Nijat Mehdiyev; Maxim Majlatow; Peter Fettke
In: Artificial Intelligence Review, Vol. 58, No. 378, Pages 00-00, Springer, 10/2025.

Zusammenfassung

This study presents a systematic literature review on the explainability and interpretability of machine learning models within the context of predictive process monitoring. Given the rapid advancement and increasing opacity of artificial intelligence systems, understanding the "black-box" nature of these technologies has become critical, particularly for models trained on complex operational and business process data. Using the PRISMA framework, this review systematically analyzes and synthesizes the literature of the past decade, including recent and forthcoming works from 2025, to provide a timely and comprehensive overview of the field. We differentiate between intrinsically interpretable models and more complex systems that require post-hoc explanation techniques, offering a structured panorama of current methodologies and their real-world applications.

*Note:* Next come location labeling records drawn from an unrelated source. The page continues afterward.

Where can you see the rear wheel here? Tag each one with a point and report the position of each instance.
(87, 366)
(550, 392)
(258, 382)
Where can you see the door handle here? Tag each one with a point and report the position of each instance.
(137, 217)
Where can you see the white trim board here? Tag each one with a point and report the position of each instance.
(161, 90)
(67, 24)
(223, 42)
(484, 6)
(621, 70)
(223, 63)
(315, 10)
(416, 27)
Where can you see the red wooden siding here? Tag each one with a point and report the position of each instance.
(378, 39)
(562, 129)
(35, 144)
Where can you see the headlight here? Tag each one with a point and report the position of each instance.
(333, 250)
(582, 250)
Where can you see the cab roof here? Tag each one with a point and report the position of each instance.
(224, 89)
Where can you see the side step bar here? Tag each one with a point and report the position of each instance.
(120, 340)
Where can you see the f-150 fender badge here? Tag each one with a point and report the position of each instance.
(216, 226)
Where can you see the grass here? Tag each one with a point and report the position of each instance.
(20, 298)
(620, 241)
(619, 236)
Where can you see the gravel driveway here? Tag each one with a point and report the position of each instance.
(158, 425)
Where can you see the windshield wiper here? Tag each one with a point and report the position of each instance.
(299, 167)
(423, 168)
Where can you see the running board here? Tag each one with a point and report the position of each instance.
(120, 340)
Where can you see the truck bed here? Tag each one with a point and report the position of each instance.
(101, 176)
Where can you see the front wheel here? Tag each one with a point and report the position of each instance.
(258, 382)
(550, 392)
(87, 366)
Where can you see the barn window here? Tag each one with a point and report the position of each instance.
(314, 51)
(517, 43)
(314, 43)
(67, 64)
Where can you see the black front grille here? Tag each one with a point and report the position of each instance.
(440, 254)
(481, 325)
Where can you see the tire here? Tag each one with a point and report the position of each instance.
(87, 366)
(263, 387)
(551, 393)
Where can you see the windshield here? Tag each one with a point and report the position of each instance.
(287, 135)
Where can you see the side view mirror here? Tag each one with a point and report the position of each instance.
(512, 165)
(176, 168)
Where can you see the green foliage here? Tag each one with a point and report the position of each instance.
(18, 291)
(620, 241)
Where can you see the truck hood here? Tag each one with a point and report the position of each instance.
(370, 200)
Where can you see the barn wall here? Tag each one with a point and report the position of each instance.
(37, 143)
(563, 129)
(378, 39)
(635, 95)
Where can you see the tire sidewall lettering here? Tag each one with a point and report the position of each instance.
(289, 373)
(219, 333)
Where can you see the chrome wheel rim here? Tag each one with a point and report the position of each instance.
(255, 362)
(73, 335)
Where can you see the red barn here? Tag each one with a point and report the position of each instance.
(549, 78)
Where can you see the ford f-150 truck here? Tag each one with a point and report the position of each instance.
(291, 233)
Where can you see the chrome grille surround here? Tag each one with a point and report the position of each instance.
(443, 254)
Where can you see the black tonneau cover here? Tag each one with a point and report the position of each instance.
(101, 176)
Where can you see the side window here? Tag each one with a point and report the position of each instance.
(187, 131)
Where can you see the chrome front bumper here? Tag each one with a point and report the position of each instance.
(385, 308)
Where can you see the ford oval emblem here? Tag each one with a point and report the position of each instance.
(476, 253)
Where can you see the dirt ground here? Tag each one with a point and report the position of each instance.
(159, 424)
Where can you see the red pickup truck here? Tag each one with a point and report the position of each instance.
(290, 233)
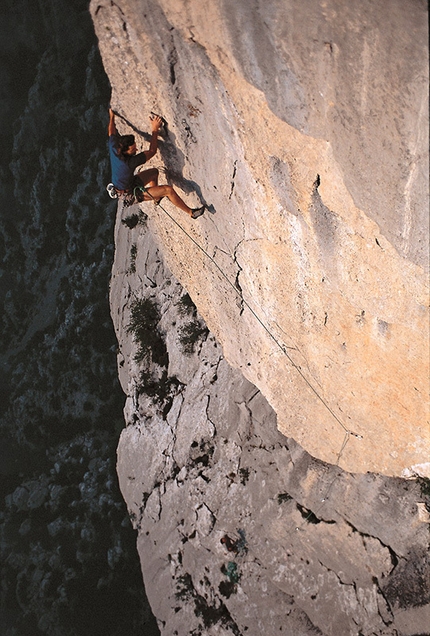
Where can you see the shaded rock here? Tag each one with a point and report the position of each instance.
(310, 145)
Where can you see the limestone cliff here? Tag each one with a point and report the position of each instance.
(240, 531)
(253, 420)
(304, 126)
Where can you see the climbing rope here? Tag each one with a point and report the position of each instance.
(282, 347)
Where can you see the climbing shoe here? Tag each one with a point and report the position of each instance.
(196, 212)
(111, 190)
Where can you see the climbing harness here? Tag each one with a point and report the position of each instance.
(282, 347)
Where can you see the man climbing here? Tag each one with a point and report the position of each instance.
(124, 161)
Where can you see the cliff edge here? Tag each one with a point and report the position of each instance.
(303, 125)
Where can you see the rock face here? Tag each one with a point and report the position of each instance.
(253, 420)
(304, 126)
(240, 531)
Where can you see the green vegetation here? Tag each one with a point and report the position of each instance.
(143, 325)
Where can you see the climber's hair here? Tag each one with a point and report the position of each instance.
(125, 141)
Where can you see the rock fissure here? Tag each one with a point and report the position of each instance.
(220, 462)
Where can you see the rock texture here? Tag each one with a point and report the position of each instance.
(240, 531)
(303, 125)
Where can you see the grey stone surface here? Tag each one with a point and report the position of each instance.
(310, 548)
(303, 126)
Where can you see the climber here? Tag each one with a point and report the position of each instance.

Through this rigorous bibliographic analysis, our research provides a detailed synthesis of the state of explainability in predictive process mining, identifying key trends, persistent challenges and a clear agenda for future research. Ultimately, our findings aim to equip researchers and practitioners with a deeper understanding of how to develop and implement more trustworthy, transparent and effective intelligent systems for predictive process analytics.